Dimitri Chostakovitch : Lady Macbeth de Mtsensk, opus 29: Passacaille – Symphonie n° 10 en mi mineur, opus 93 Boston Symphony Orchestra, Andris Nelsons (direction)
Enregistré en public au Symphony Hall de Boston (2-4 avril 2015) – 64’50
Deutsche Grammophon 479 5059 (distribué par Universal)
Must de ConcertoNet
Andris Nelsons dirige très souvent la musique de Dimitri Chostakovitch. On a ainsi récemment pu l’entendre à Paris à deux reprises dans cette Dixième Symphonie, cœur de cet enregistrement, d’abord avec le Concertgebouw d’Amsterdam et plus récemment avec l’Orchestre symphonique de Boston. Le chef letton a finalement choisi d’enregistrer cette symphonie avec l’orchestre américain, un ensemble dont il a pris la direction en septembre 2014. Cet enregistrement réalisé pour DGG est aussi le premier qui scelle la collaboration de ce chef et de ce prestigieux orchestre très longtemps dirigé par Seiji Ozawa. Le moins que l’on puisse dire est que pour un coup d’essai c’est un coup de maître.

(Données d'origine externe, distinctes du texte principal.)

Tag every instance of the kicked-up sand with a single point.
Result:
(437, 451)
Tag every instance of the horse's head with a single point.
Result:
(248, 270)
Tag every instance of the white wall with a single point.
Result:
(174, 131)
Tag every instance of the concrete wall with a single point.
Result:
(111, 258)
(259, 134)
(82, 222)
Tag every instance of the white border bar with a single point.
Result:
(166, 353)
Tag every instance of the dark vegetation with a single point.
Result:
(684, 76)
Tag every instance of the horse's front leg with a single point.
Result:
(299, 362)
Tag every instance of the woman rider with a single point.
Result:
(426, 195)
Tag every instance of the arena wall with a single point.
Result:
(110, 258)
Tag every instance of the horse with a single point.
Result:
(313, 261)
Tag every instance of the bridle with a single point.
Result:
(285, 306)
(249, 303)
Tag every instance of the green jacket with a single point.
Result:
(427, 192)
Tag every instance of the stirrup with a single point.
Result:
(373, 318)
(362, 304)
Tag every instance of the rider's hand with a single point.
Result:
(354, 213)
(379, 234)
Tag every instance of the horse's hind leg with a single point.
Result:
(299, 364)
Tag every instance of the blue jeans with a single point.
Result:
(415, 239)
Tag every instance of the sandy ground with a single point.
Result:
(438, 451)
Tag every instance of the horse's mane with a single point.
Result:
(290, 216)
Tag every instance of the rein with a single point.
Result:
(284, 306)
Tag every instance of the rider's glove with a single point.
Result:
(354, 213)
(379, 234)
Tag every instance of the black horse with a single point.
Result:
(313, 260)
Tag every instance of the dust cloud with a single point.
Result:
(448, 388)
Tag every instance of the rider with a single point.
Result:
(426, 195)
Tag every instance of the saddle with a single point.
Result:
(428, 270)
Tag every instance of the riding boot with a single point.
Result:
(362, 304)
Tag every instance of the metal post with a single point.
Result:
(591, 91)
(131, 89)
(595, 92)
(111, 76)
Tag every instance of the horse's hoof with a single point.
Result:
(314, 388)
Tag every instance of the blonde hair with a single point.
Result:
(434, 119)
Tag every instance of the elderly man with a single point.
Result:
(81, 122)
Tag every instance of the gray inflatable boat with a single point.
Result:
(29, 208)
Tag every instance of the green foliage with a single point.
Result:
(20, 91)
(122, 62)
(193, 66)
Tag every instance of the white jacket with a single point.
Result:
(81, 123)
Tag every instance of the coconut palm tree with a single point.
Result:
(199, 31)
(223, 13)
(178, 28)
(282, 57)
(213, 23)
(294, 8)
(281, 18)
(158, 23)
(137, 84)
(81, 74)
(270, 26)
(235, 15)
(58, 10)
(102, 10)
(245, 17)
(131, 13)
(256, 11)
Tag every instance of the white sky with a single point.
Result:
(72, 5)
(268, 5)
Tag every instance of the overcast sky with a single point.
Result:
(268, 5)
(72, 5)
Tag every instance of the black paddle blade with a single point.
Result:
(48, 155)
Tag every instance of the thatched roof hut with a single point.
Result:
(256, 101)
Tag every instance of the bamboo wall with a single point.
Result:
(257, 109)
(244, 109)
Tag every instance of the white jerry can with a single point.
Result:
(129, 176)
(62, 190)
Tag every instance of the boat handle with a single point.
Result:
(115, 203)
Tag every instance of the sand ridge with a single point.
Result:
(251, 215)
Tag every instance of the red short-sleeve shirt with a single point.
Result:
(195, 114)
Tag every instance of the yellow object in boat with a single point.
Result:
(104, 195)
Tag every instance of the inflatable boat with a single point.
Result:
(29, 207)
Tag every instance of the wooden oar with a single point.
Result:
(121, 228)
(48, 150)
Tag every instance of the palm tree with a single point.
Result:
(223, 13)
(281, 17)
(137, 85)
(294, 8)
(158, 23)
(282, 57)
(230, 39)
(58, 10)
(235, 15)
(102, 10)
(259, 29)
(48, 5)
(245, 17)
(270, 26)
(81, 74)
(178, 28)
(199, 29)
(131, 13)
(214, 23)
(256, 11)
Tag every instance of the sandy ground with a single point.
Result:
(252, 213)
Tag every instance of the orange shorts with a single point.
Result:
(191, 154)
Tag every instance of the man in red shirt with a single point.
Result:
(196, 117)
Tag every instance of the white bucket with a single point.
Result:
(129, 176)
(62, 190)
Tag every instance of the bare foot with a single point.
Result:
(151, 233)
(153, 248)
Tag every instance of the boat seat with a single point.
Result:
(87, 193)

En effet, cet enregistrement est au même niveau, à savoir exceptionnel, que les deux concerts parisiens. En outre, il permet d’entendre la Passacaille extraite de Lady Macbeth de Mtsensk, une pièce rarement donnée isolément et dans laquelle règne une ambiance maléfique finalement assez proche de l’esprit de la Dixième Symphonie, ce qui justifie certainement ce couplage «sous l’ombre de Staline». Ce climat oppressant et morbide est parfaitement rendu, notamment dès un magistral premier accord qui plante le décor. Cet extrait de l’opéra est ici magnifié par une interprétation à la fois concentrée et d’une incroyable précision. L’Orchestre symphonique de Boston, décidément une phalange hors pair, brille de mille feux et la lisibilité de chaque partie comme la conduite de la ligne de l’ensemble sont vraiment saisissants.

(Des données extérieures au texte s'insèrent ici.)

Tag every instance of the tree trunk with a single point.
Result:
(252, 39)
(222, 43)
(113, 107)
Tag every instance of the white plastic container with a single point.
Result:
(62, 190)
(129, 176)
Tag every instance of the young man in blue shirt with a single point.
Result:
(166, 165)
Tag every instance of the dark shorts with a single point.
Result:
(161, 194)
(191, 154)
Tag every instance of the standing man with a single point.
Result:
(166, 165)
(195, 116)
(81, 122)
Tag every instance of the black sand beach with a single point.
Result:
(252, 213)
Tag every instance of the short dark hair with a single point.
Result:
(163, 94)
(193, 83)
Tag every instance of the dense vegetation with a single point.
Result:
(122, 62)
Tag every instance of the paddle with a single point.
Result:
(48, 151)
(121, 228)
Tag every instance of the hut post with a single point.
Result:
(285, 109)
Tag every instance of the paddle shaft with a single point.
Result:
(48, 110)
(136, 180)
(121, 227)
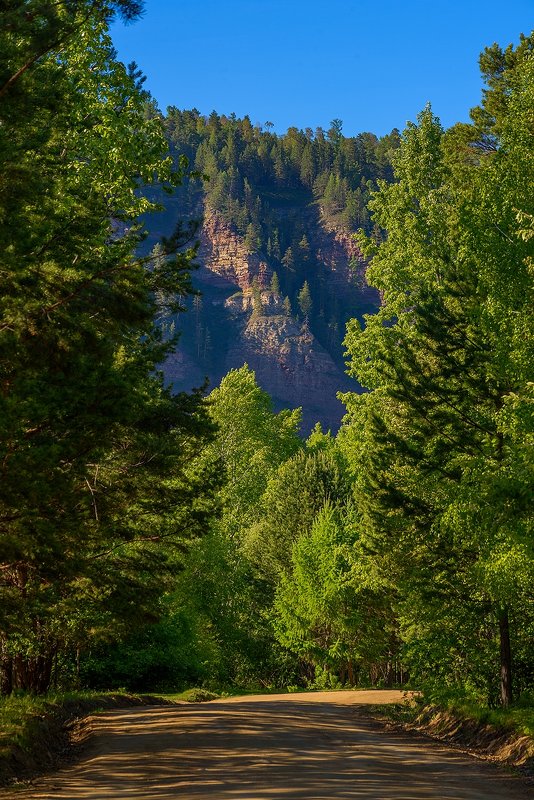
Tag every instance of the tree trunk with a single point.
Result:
(506, 658)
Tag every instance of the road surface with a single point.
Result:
(316, 746)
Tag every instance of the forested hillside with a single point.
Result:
(280, 273)
(153, 539)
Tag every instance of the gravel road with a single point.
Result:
(316, 746)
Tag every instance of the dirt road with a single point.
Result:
(309, 746)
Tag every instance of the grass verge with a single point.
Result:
(34, 731)
(505, 736)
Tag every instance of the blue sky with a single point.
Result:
(305, 62)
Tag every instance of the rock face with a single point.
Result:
(223, 253)
(239, 319)
(288, 360)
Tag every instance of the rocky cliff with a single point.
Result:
(239, 319)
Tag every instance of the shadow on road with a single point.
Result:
(274, 749)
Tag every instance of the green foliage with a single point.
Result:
(252, 441)
(441, 447)
(305, 301)
(101, 489)
(293, 497)
(327, 608)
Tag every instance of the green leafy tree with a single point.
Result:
(329, 608)
(100, 487)
(293, 497)
(442, 471)
(252, 441)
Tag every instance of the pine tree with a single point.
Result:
(305, 301)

Le constat est le même pour la Dixième Symphonie. Cette œuvre, qui n’est pas la plus connue des symphonies du maître russe, est contemporaine à quelques mois près de la disparition de Staline et fut composée près de dix ans après la symphonie précédente. Malgré le pessimisme dans lequel elle baigne, sa création fut un vrai succès public. Si Andris Nelsons et ses musiciens en offrent une lecture manifestement déconnectée du contexte historique, cette interprétation n’est pas moins passionnée et fébrile. Dès le long et changeant Moderato initial, ils parviennent à créer une atmosphère transparente, pour ce qui est de la réalisation orchestrale, mais aussi d’une impressionnante sévérité pour ce qui est du climat. Le court et puissant Allegro, mené dans un tempo juste avec une maîtrise orchestrale millimétrée et dans un impressionnant déchaînement de tous les pupitres, réussit à traduire une sensation d’oppression confinant à la violence. Les puissants coups de timbales répétés deviennent presque angoissants et les impeccables et stridents accords des cuivres tétanisent. Dans l’Allegretto, véritable concerto pour orchestre, chaque instrumentiste successivement sollicité démontre une musicalité hors norme, que ce soit le magnifique cor solo qui parvient à des pianissimi impeccables, la clarinette qui émeut à chacune de ses interventions ou le hautbois dont l’impressionnant legato et les nuances ravissent. La valse triste et morbide qui termine ce mouvement dans une ambiance presque fantomatique semble finalement s’évaporer dans le néant. Quant à l’Andante-Allegro final, d’abord désolation absolue, il devient ensuite renaissance jubilatoire dans un enchaînement de couleurs, de rythme et de thèmes parmi lesquels on reconnaît, comme dans l’Allegretto, le motif «DSCH» (ré, mi bémol, do, si), signature musicale de l’auteur.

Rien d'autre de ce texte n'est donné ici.